Anche il principe di Persia ha fallito e il Mandarino ne annuncia l’imminente esecuzione. Tra la folla che chiede la grazia, c’è anche Timur, anziano re dei Tartari costretto all’esilio e la sua fedele serva Liù. Nel tumulto il re cade a terra e a soccorrerlo arriva il Principe suo figlio, anch’egli fuggitivo dal paese d’origine, in incognito per non destare sospetti. Timur abbraccia il figlio e gli spiega che è stata Liù ad aiutarla: il Principe chiede alla serva il perché di questo rischio e lei risponde “Perché tu un giorno mi hai sorriso”.

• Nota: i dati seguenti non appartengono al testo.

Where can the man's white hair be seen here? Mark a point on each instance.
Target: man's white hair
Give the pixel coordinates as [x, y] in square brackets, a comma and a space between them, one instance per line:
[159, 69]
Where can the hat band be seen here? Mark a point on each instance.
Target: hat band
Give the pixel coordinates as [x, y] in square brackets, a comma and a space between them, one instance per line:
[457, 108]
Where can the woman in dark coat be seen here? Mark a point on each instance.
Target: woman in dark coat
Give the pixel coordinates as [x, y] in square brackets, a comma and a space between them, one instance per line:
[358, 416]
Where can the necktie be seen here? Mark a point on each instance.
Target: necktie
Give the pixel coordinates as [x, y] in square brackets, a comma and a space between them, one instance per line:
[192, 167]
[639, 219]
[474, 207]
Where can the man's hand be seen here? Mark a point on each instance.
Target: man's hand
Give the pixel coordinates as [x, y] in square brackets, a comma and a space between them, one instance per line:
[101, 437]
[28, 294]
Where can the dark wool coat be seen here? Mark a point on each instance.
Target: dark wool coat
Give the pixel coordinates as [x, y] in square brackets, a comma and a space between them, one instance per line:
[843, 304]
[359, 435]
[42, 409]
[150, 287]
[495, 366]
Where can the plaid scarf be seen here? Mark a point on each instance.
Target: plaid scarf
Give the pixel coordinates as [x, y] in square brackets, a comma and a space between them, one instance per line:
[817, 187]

La folla aizza i servi del boia che affilano le lame (Gira la cote!) e invoca l’apparire della luna (Perché tarda la luna?), mentre i giovani intonano Là sui Monti dell’est. Non appena vede la Principessa Turandot – che con un gesto inequivocabile, ordina sia tagliata la testa all’ennesimo malcapitato – il Principe se ne innamora. A nulla servono le suppliche del padre, ormai ha deciso: chiederà la mano dell’algida Turandot. I tre ministri del boia Ping, Pong e Pang provano a dissuaderlo ma è inutile. Liù cerca un’ultima volta di convincerlo (Signore, ascolta!): il principe è commosso ma rimane fermo nella sua decisione e le raccomanda di prendersi cura del padre (Non piangere, Liù!).
Atto II
Ping, Pong e Pang si chiedono se il Principe, il ventisettesimo fino ad ora, riuscirà a rispondere agli indovinelli di Turandot. Alla cerimonia il Principe si presenta pronto a risolvere gli enigmi. Turandot spiega il motivo della sua scelta: rievoca il ricordo di una sua antenata uccisa da un principe straniero di cui si era innamorata. Perciò adesso lei si vendica sui principi che vengono a chiedere la sua mano. La principessa recita i tre enigmi e con sua grande sorpresa lo straniero dà le risposte esatte (la Speranza, il Sangue e la stessa Turandot).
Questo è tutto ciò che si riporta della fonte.